Dr. Michael Gatza received his BS in Biology from Virginia Tech and his PhD in Cell and Molecular Biology at Baylor College of Medicine in Houston, TX. Working with Dr. Susan Marriott, Dr. Gatza’s dissertation research investigated the mechanisms regulating cellular transformation by the Human T-cell Leukemia Virus, Type I (HTLV-I) oncoprotein Tax which mediates tumorigenesis and development of adult T-cell leukemia (ATL).
As a post-doctoral fellow, first with Dr. Joseph Nevins at Duke University and later with Dr. Chuck Perou at University of North Carolina at Chapel Hill, Dr. Gatza’s research focused on the development and use of genomics-based strategies to stratify human breast cancer on the basis of patterns of oncogenic pathway activity and to elucidate regulators of tumor genesis and oncogenic signaling. By integrating orthogonal forms of genomic and proteomic data from human tumors as well as data from a genome-wide RNAi viability screen performed in a panel of breast cancer cell lines, Dr. Gatza identified genetic alterations that contribute to altered oncogenic signaling in human breast cancer and which represent potential therapeutic targets.
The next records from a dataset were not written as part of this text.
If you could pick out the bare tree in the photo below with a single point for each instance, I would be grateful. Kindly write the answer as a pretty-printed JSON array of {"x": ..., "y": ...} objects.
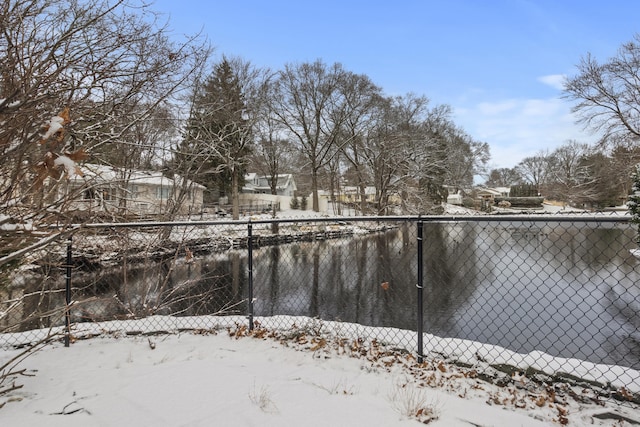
[
  {"x": 607, "y": 93},
  {"x": 570, "y": 177},
  {"x": 310, "y": 106},
  {"x": 535, "y": 169},
  {"x": 78, "y": 77},
  {"x": 362, "y": 99},
  {"x": 503, "y": 177}
]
Dr. Gatza has also contributed to The Cancer Genome Atlas (TCGA) and Clinical Proteomic Tumor Analysis Consortium (CPTAC) breast cancer projects. As a member of the TCGA, Dr. Gatza was the co-lead author on the Comprehensive molecular characterization of invasive lobular breast tumor project.
Dr. Gatza is currently an Assistant Professor in the Department of Radiation Oncology at the Robert Wood Johnson Medical School and a Resident Member at the Rutgers Cancer Institute of New Jersey.